Bryant doesn’t work for a particular church; he just goes where he feels led. He still is taking orders from God, who called him to serve when Bryant was 17.
He officiated at 45 funerals last year. In 2007, the number was 64. Often, they are for people to whom he was called for a word of prayer and to read a verse of Scripture.
Almost every day, he visits area hospitals. Sometimes he goes knowing that someone is there. Other days, he said God just leads him there. In previous times, he could look at the hospital lists and find familiar names of sick people he needed to see. Now, federal privacy laws make that more difficult.
But that hasn’t stopped him. Bryant is likely to see a family from Lumpkin, White, Habersham, Banks or Hall counties in the cafeteria or lobby of the hospital and offer a word of encouragement.
"In the hospital, God has just put me in places and people will say, ‘Man, I’m glad you’re here,’" Bryant said.

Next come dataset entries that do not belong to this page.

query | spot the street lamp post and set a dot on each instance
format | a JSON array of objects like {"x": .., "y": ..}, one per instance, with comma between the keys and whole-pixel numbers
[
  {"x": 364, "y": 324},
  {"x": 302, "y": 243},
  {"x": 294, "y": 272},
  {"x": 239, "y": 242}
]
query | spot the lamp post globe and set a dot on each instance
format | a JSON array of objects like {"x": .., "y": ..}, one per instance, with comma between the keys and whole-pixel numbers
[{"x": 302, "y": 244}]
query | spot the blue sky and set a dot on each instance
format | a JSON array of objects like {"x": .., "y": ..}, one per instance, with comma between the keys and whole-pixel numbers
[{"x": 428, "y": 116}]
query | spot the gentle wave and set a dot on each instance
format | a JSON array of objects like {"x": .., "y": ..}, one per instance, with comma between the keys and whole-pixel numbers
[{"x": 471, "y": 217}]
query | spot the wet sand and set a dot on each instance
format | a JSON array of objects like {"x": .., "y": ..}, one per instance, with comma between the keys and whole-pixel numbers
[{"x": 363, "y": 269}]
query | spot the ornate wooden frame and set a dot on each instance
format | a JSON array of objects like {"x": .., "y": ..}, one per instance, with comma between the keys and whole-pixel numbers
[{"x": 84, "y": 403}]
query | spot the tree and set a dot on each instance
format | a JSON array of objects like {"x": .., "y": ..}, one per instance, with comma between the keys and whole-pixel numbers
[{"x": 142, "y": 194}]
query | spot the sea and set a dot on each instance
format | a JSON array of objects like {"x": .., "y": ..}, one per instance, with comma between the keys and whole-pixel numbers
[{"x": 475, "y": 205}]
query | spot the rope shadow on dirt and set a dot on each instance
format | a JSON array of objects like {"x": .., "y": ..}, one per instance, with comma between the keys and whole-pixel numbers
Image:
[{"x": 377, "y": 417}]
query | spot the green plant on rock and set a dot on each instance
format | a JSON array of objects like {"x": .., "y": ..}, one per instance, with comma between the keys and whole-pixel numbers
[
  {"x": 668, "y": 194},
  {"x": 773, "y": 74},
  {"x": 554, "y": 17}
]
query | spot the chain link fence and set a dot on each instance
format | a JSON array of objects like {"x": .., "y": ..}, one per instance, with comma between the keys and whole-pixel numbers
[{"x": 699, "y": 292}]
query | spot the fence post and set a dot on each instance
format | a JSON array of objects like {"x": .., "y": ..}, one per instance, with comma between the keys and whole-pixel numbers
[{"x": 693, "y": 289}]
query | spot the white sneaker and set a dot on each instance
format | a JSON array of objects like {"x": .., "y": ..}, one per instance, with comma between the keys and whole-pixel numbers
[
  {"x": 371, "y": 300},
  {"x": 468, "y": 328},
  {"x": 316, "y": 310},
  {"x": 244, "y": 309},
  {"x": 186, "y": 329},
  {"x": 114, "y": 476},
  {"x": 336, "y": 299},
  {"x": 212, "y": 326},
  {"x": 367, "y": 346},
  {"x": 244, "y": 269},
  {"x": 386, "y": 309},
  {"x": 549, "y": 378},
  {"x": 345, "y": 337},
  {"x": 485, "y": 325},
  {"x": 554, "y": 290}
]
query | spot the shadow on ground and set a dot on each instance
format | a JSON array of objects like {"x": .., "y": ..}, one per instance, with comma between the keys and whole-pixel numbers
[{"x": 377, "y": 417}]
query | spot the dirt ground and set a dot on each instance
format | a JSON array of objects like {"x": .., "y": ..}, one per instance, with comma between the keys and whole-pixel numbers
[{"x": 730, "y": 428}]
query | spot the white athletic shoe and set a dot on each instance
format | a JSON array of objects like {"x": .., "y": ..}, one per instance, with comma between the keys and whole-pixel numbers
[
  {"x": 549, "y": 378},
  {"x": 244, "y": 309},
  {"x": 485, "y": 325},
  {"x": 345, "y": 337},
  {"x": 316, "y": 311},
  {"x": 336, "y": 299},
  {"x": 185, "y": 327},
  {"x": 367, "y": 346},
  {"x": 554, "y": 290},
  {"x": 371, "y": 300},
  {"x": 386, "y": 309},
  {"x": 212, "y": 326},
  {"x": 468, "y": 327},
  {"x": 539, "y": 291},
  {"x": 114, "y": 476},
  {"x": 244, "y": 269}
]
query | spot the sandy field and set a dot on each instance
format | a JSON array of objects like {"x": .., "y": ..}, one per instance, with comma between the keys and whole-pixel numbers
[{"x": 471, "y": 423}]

His retirement from the pulpit was due, in part, to three heart attacks he suffered 16 years ago. He keeps in shape with an unusual exercise regime: Climbing hospital stairs.
"I’ll ride the elevator back down," he said.
Aside from a small Social Security check, Bryant survives on offerings made by friends, many of whom have been touched by his ministry. His work has not gone unnoticed. The intersection of Ga. 115 and Ga. 52 in Lumpkin County has been named in his honor by the state.
"Sometimes things start running low, but God always comes through," he said.
He confines his work now to five counties and tries to avoid trips to hospitals in places like Atlanta or Augusta.
The visits can range from a few minutes at a hospital bedside to a prolonged wait in more dire circumstances. He still finds the experience of being there for the dying and their families to be stressful.
"When I get up, some days I don’t feel like going and I don’t ask questions ... I just go," Bryant said. "It’s on those days that I’ve had the sweet presence of God that touches me and that old tired and sick feeling just leaves me."
Bryant is an old-fashioned country preacher who heard God’s call and never has looked back. Even in casual conversation, he speaks in that almost evangelical cadence that readily identifies him as a preacher.
But his words are earnest and sincere, much like his ministry.
I asked him if he would like to keep doing what he’s doing.
"I hope the Lord calls me, and I fall out on a hospital floor," Bryant said.